Skift CEO’su Rafat Ali, Gary Bowerman ve Hannah Pearson ile birlikte, Güneydoğu Asya’daki değişen seyahat dinamiklerini ve küresel siyasi gelişmelerin sektöre etkilerini değerlendirdi. Tartışmalar, yeni Trump dönemi tarifeleri ve bölgesel jeopolitik kaymalar ışığında bölge turizminin geleceğine dair önemli ipuçları sundu.


Çin ekonomisindeki zayıflamanın etkileri, bölgenin en büyük turizm kaynağı olan Çin’den gelen ziyaretçi sayısını tehdit ediyor. Bu durum, Güneydoğu Asya ülkeleri üzerinde ciddi baskılar oluşturuyor. Özellikle Vietnam, Çinli turistler için cazip bir destinasyon haline gelirken; Tayland ve Filipinler gibi ülkeler, olumsuz haberler ve artan jeopolitik gerilimler nedeniyle zorluklar yaşıyor.

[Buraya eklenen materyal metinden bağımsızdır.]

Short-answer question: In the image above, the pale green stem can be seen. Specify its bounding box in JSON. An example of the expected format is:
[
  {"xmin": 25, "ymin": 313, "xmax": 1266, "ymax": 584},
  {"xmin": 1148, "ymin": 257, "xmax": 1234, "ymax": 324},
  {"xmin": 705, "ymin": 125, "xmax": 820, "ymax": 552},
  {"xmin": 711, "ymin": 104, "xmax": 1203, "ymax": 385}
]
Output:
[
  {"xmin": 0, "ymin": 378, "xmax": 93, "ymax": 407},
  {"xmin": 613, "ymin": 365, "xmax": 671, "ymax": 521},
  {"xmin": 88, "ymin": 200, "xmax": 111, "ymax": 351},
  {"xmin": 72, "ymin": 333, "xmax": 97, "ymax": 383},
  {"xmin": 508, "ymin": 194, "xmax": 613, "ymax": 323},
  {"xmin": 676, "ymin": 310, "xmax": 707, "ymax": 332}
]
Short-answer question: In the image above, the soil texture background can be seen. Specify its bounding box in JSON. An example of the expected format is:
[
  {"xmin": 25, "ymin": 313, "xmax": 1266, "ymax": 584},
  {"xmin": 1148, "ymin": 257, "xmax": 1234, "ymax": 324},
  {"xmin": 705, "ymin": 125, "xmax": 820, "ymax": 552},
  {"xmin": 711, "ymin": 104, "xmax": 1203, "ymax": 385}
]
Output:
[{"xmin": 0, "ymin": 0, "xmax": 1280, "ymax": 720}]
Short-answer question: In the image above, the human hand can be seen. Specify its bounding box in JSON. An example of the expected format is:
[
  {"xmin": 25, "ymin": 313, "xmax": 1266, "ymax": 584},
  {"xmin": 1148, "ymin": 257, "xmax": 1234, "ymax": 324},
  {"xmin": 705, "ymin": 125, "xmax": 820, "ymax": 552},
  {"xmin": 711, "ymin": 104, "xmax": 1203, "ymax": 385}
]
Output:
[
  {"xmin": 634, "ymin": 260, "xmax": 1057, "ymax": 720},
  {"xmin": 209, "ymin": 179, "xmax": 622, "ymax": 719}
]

Global düzeydeki ekonomik kriz ve ticaret savaşlarının da etkisiyle, uluslararası seyahat trendlerinde belirgin değişimler bekleniyor. Ancak bu etkilerin tam kapsamı henüz net değil. Öte yandan, bölgesel vize entegrasyonu çalışmaları —örneğin ortak bir ASEAN vizesi oluşturulması girişimleri—, ülkelerin siyasi irade eksikliği, ulusal çıkar çatışmaları ve turist rekabeti nedeniyle başarısız oldu.

Sohbette ayrıca Asya genelindeki turizm eğilimleri ve gelecekteki fırsatlar da ele alındı. Japonya, geleneksel şehirlerin ötesinde doğa turizmi ve kayak gibi alternatif destinasyonlarıyla güçlü bir büyüme sergiliyor ve “regeneratif turizm” (yenileyici turizm) konusunda öncülük ediyor. Güney Kore ise kültürel “soft power” kullanımıyla öne çıkıyor; K-pop ve Kore sineması, genç turistleri küresel ölçekte çekiyor ve Koreli gezginler Japonya’ya kıyasla daha çeşitli destinasyonları tercih ediyor.

Program, Mayıs ayında Bangkok’ta düzenlenecek olan Skift Asia Forumun ön izlemesi ile sona erdi. Forumda, bölgenin önde gelen turizm yöneticileri, Asya’da seyahatin geleceğini tartışmak üzere bir araya gelecek.